They said it would happen, so it wasn’t exactly out of the blue.
Yet when defensive tackle Jesse Williams stepped into the Seahawks’ defensive huddle midway through the second quarter of Friday night’s exhibition opener against Denver at soggy CenturyLink Field, it was remarkable. Almost unbelievable, really.
No one — not even the third-year man from Australia by way of junior college and then the University of Alabama — was thinking about him playing in this game 2 1/2 months ago.
Then, he was just trying to conquer cancer and learn to live with just one kidney.
“I didn’t really feel it so much before. I think it felt really real when they took the catheter, that was probably the realest part,” Williams said of his realization then. “It definitely was a little bit of a shock, coming out and having cuts all over me and stuff like that.
“But I bounced back pretty quick. I ran out of there the day after and was moving around pretty good, so I’ve just tried to progress every day to get back to the field.”
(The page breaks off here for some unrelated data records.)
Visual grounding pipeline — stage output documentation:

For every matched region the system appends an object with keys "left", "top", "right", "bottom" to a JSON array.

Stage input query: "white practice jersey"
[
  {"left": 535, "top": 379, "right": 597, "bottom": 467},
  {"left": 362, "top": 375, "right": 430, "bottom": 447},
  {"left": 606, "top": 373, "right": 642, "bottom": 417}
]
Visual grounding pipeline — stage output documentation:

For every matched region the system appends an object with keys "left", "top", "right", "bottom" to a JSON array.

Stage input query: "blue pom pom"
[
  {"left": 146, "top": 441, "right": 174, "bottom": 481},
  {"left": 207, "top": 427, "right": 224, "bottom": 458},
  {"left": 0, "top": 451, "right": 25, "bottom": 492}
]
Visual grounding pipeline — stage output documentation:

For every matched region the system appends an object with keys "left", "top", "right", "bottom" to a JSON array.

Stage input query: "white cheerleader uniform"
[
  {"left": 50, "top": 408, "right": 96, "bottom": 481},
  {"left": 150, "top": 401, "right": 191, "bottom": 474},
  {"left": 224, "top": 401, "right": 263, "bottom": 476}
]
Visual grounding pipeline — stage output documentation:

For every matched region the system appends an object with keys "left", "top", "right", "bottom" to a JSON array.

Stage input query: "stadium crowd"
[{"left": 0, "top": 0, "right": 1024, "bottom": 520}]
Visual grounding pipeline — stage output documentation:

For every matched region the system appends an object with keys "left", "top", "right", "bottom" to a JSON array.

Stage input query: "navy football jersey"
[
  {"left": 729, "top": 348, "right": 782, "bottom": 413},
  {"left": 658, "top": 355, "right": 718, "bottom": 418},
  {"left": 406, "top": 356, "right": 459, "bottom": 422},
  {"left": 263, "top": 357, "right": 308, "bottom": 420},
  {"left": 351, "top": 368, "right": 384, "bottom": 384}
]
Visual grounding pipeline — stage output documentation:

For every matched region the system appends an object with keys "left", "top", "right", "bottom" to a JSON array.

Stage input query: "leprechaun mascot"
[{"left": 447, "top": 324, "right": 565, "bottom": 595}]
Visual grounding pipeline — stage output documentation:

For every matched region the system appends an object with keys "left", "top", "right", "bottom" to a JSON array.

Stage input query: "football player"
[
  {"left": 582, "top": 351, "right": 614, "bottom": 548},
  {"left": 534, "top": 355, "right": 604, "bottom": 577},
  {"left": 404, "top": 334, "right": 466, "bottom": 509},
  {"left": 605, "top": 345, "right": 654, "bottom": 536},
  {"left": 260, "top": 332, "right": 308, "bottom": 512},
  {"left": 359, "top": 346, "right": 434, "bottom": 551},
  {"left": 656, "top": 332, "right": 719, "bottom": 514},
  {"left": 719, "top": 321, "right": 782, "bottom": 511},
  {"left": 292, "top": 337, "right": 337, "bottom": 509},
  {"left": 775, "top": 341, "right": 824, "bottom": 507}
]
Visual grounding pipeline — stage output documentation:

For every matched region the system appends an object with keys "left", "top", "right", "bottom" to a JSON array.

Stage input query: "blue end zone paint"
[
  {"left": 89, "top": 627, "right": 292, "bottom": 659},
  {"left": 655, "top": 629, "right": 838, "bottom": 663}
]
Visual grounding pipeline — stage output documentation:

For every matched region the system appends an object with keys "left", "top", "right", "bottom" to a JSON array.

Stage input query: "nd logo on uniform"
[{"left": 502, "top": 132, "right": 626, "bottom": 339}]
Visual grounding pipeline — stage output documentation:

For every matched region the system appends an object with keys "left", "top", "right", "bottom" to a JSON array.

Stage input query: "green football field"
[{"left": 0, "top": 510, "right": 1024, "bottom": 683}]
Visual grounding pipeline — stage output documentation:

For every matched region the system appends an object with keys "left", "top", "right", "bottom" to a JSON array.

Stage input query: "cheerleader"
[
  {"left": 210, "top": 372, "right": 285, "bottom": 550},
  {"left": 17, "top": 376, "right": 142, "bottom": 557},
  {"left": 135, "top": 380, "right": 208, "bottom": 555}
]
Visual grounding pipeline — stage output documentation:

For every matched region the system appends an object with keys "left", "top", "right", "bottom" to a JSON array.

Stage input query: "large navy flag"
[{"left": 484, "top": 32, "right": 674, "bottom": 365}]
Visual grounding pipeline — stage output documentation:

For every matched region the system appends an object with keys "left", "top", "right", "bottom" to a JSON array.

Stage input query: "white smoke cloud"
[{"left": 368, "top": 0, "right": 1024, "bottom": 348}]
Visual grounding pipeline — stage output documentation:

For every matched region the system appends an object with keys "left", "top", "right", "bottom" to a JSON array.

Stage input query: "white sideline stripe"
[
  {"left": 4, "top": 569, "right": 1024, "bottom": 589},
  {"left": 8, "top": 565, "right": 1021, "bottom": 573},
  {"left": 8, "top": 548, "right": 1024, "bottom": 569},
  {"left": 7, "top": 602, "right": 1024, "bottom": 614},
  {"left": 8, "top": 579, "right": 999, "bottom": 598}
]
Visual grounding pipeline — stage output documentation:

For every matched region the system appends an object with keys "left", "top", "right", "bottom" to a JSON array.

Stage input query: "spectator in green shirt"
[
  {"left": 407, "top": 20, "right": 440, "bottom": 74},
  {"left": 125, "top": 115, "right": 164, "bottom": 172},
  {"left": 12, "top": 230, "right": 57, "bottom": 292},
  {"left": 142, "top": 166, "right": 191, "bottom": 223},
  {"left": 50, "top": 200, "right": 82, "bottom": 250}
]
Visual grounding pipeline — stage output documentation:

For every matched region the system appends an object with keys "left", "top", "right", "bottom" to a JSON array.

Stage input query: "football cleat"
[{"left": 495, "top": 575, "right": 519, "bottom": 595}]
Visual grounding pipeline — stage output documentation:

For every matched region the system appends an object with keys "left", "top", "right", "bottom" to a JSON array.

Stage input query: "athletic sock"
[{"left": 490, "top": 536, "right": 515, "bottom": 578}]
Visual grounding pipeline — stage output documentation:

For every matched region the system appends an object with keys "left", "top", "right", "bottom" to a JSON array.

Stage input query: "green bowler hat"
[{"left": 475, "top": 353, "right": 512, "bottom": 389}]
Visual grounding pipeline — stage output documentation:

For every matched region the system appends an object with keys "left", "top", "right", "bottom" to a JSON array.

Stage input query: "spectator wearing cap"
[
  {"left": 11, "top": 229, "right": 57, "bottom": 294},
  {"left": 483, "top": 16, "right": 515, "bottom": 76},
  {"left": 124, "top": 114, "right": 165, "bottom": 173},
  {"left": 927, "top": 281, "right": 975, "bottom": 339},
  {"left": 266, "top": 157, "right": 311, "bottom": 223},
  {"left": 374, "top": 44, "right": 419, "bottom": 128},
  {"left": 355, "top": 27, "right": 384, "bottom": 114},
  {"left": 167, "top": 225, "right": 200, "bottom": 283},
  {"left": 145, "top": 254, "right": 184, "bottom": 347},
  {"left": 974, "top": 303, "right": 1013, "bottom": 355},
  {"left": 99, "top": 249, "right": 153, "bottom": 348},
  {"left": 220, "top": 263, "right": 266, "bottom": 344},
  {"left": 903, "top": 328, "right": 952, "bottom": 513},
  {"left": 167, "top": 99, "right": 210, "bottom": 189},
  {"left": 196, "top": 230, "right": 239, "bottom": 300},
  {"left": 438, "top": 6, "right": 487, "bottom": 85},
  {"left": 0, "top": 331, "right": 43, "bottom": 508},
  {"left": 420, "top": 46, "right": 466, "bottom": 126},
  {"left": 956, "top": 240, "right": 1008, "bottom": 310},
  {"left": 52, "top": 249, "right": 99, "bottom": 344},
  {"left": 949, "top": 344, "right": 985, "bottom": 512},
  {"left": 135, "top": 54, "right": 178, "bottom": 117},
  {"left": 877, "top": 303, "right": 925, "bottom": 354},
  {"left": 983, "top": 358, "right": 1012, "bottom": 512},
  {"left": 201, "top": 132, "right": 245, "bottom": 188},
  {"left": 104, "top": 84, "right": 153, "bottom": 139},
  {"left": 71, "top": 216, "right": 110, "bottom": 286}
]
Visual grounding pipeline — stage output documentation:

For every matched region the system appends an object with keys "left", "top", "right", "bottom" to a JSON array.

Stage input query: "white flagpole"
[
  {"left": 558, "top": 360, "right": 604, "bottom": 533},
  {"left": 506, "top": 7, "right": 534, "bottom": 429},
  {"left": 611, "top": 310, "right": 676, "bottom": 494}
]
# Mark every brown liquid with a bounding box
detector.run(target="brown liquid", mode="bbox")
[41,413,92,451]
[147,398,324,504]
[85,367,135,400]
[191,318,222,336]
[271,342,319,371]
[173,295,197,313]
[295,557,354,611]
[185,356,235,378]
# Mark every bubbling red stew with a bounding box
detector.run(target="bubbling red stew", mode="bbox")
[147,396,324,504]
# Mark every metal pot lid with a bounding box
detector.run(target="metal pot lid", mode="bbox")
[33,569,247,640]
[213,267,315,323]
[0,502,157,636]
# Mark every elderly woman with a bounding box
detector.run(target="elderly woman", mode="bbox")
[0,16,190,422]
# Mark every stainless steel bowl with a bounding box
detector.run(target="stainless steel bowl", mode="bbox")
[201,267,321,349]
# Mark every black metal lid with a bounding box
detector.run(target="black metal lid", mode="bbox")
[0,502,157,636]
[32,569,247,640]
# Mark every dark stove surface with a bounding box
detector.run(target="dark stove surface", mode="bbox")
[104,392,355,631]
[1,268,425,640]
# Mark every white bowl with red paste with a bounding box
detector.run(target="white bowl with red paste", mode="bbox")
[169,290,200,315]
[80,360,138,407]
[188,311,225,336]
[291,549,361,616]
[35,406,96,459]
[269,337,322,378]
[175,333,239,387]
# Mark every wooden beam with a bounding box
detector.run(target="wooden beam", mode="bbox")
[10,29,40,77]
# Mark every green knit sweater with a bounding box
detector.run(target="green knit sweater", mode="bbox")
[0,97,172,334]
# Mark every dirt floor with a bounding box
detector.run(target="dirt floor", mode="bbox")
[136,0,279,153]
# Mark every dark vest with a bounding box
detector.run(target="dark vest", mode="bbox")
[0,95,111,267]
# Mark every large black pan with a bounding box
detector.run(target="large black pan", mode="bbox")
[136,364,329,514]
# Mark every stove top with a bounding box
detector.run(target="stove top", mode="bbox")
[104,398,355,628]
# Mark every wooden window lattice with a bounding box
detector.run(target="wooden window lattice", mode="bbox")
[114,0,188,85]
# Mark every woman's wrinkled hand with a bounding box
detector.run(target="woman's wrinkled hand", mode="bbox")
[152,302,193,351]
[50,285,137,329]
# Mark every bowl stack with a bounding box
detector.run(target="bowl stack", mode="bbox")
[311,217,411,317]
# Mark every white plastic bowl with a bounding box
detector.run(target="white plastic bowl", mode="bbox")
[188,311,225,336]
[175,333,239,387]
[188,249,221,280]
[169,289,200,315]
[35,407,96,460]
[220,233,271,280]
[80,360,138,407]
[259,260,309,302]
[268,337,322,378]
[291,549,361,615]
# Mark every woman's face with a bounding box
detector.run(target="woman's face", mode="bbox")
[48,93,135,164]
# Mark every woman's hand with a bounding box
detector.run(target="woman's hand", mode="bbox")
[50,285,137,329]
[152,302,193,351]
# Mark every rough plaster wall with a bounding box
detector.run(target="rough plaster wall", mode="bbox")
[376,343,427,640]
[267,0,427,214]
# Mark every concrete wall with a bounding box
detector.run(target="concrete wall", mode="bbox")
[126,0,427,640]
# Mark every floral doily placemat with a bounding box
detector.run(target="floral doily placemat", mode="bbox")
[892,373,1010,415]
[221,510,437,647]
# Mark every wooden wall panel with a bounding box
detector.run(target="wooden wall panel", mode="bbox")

He just did. And thanks to surgeons and the University of Washington Medical Center and follow-ups with the staff at Fred Hutchinson Cancer Center and Seattle Cancer Care Alliance he praises like saviors, No. 90 was shedding blockers and chasing down ball carriers in his first game since August 2013.
He’s been sidelined his first two NFL seasons with Seattle by knee injuries.
“What a story,” coach Pete Carroll said this week. “What a story.”
Asked if getting cancer made him doubt he’d ever play again, Williams shook his head.
“I didn’t even really think about it. I try not to deviate my mind from the goals and the plan that I set already. The team believed in me and they gave me a chance. You know I had a pretty rough start already. Hopefully getting rid of the bad kidney got rid of a bit of the bad luck I had as well, so I’m looking forward to progressing and staying out there as best I can.”
MARSH KEEPS “HAULING TAIL”
Last week Carroll mentioned how second-year defensive end Cassius Marsh was “hauling tail,” speeding around offensive linemen in training camp. Marsh said he’s faster than he’s ever been, the result of extra, specialized training in explosiveness such as jumping boxes at a performance gym in Anaheim in his native Southern California. That was his prescribed recovery from the broken foot that ended the 2014 fourth-round draft choice’s rookie season three months early.
Carroll’s question was whether Marsh would continue showing such speed in games.
He did Friday. Marsh entered on the Seahawks’ second defensive drive — among the starters — and immediately did just what he’s been doing on the fields at the Virginia Mason Athletic Center all month. He sprinted past Denver’s starting right tackle Ryan Harris and pressured quarterback Brock Osweiler on his first play. He was in Denver’s backfield twice on that first drive, and again on the next one.
If Marsh keeps that up, he could be an outside force with Cliff Avril, allowing usual end Michael Bennett to go back inside over slower guards on passing downs as he did successfully last season. It could also free Bruce Irvin, who had a hit on Osweiler in the first half, to roam all over the field as a wild-card pass rusher. And adding Marsh to the pass-rush mix would mean Bennett and Avril wouldn’t have to play the 80-plus percent of snaps they had to last season.
That freshness and deep defensive-line rotation was the Seahawks’ recipe to their dominant front in their 2013 Super Bowl-winning season.
Mohammed Seisay became the latest defensive back injured when he got a groin injury in the second quarter and did not return. The second-year cornerback from Nebraska arrived a couple weeks ago when Seattle sent a sixth-round pick to Detroit for him. The “Legion of Boom” was indeed the “Legion of Whom.” Its starters Friday: Cary Williams and Marcus Burley (for injured Richard Sherman, strained hip flexor) at cornerback, DeShawn Shead for holdout Kam Chancellor at strong safety. … Shead got beaten down the seam in the second quarter for a touchdown pass that gave Denver a 19-10 lead at the half. … Backup QB Tarvaris Jackson entered on Seattle’s third offensive drive and played through the first drive after halftime. He left with an ankle injury of unknown severity after completing just one of six passes for 8 yards. Seattle scored no points with Jackson running the offense. … Undrafted rookie backup LS Nate Boyer, a former U.S. Army Special Forces soldier who served multiple tours in the Middle East before walking on at the University of Texas, led the Seahawks onto the field before kickoff carrying a large American flag. Boyer’s first appearance came 4:50 into the third quarter, an accurate snap on Steven Hauschka’s second field goal that made it 19-13.